Spread over more than 6,000 square feet of rooftop in Bangalore, India, is the first solar power array designed specifically to run high-voltage data centres, integrating AC- and DC-based servers, water-cooled computing systems and related electronics.
IBM has launched a solar array capable of providing a 50kW supply of electricity for up to 330 days a year for an average of five hours a day.
The days of relying on expensive diesel generators could soon be over. IBM claims high-voltage DC power conditioning methods and reducing AC-DC conversion losses can cut energy consumption of data centres by about 10% and tailors solar technology for wider use in industrial IT and electronics installations. In effect, any company or government agency could set up a data centre with its own DC mini-grid inside.

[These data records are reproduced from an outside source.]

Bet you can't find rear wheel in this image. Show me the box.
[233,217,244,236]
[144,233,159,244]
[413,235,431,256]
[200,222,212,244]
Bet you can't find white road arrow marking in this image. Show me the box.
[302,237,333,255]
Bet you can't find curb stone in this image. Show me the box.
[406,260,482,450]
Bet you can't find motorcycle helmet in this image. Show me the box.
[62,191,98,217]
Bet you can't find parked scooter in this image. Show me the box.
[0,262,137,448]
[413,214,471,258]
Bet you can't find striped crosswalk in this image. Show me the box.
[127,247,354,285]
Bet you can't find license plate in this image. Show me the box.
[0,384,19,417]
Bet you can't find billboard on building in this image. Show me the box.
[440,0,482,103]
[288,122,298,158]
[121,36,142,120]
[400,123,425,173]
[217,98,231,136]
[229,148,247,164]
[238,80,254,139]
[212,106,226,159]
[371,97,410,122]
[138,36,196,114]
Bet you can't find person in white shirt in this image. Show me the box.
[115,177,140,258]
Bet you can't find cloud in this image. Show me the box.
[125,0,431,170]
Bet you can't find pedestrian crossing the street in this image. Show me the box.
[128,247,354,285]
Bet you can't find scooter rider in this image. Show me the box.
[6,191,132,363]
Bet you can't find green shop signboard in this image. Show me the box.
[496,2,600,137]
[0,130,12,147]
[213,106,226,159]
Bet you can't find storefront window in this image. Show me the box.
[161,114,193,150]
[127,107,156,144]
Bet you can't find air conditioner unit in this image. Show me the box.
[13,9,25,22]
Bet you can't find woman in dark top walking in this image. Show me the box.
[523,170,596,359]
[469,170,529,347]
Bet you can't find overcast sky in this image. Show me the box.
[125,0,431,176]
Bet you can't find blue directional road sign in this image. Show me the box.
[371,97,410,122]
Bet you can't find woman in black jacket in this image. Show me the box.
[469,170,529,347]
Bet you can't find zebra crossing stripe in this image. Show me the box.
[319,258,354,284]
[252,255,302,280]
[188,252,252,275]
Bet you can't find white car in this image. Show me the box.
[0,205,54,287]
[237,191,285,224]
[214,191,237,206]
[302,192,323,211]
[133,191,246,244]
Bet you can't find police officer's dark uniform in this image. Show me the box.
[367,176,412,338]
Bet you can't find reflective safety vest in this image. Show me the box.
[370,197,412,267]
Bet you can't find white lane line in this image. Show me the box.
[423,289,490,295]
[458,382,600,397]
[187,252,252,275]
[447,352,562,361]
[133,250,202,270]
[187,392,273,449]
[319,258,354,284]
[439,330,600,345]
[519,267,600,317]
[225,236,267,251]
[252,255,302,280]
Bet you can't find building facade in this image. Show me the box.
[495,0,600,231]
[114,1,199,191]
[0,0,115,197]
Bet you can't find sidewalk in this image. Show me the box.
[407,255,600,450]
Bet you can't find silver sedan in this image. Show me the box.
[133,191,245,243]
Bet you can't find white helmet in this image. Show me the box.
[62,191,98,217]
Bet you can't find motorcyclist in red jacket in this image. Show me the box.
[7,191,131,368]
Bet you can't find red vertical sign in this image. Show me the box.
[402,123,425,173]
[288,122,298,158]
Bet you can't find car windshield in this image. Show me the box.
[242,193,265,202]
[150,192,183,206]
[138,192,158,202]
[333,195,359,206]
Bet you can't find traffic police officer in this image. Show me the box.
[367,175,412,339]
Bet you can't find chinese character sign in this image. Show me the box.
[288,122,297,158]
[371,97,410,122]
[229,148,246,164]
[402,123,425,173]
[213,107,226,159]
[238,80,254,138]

IBM's Bangalore array is the first move to blend solar power, water-cooling and power-conditioning into a “snap-together” package suitable to run massive configurations of electronic equipment.
“The technology behind solar power has been around for many years, but until now, no one has engineered it for efficient use in IT,” said Rod Adkins, senior vice president for IBM Systems & Technology Group. “We've designed a solar solution to bring a new source of clean, reliable and efficient power to energy-intensive, industrial-scale electronics.”
IBM plans for the Bangalore solar power system to connect directly into the data centre’s water-cooling and high-voltage DC systems. The integrated solution can provide a compute power of 25 to 30 teraflops using an IBM Power Systems server on a 50kW solar power supply.
“This solar deployment, currently powering almost 20% of our own data centre energy requirements, is the latest in the investments made at the India lab to design an efficient and smarter data centre,” said Dr. Ponani Gopalakrishnan, VP for IBM India Software Lab. “Ready access to renewable energy in emerging markets presents significant opportunities for IBM to increase efficiencies, improve productivity and drive innovation for businesses around the world.”
IBM plans to make the new solar-power technology available to clients.